The Holocaust History Project.

The ‘Disappearance’ of SS-Hauptscharführer
Lorenz Hackenholt

A Report on the 1959-63 West German Police Search for
Lorenz Hackenholt, the Gas Chamber Expert of the Aktion
Reinhard Extermination Camps ©

Michael Tregenza

(Page 18)

Among the Aktion Reinhard camp personnel transferred to the airfield by Wirth was SS-NCO Kurt Bolender, formerly a member of the Sobibor camp staff and recently released from custody in an SS penal camp. His arrival did not please Wirth, as Bolender recalls:

Wirth was not enthusiastic about my arrival and showed his displeasure by pushing me away. But on orders from Berlin he had to keep me ... I was assigned to a Kommando supervised by Hackenholt ... Hackenholt looked after himself and cared little for his work brigade. [63]

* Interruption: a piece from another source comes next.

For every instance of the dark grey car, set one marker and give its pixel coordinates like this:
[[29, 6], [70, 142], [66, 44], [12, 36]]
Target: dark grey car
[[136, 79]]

On 31 October 1961, Ilse Hackenholt, while again being interrogated by officers from SK III/a, informed them that in the autumn of 1943 she had visited her husband at the Lublin airfield camp. He had sent her a telegram in which he wrote that he had been injured and that she should come and see him. They agreed to meet first in Warsaw:

At that time my husband was in a factory, or some such similar place in Lublin, in which Jews were interned and had to work. My husband lived at that time in Lublin in the camp complex ... As far as I know, my husband performed guard duty on the area of the camp. I cannot give more precise details about his duties. [64]

During her stay in Lublin during the last three weeks of October and the first days of November 1943, Ilse Hackenholt met several of her husband's SS comrades as well as Gottlieb Hering, the former commandant at Belzec. At this time he was commandant of the Jewish labour camp at Poniatowa near Lublin which came under Wirth's jurisdiction, and regularly visited him at the airfield.

Just over three weeks after Ilse Hackenholt's arrival in the city, she had to leave suddenly and return to Berlin, as she explained to the police officers:

have an extraordinarily unpleasant memory of the last days of my holiday in Lublin. As explained before, we lived a part of the time inside the camp complex, and on this particular day the whole camp was surrounded and the interned Jews were driven out. Although I myself saw that the camp was surrounded, I cannot say for sure to which units the soldiers belonged. I believe I heard from my husband that the camp was surrounded by the SS. The Jews were taken some distance from the camp and later I heard shooting. I surmised something bad was happening. It was uncanny for me there. My holiday was not yet over but I decided to leave. Besides, I remember that Hering advised me to leave. [64]

_______________

[63] Ibid., 208 AR-Z 252/59 (Belzec Case), pp. 1314-1315. Statement by Kurt Bolender on 5 June 1961 in Munich. Bolender had been sentenced by an SS and Police Court in Cracow to nine months imprisonment — three of them in a penal camp in Danzig-Matzkau, for intimidating a witness and committing perjury during his divorce proceedings.
[64] Ibid., pp. 1496-1497. Statement by Ilse Hackenholt on 31.10.1961 in Sonthofen. 65 Ibid.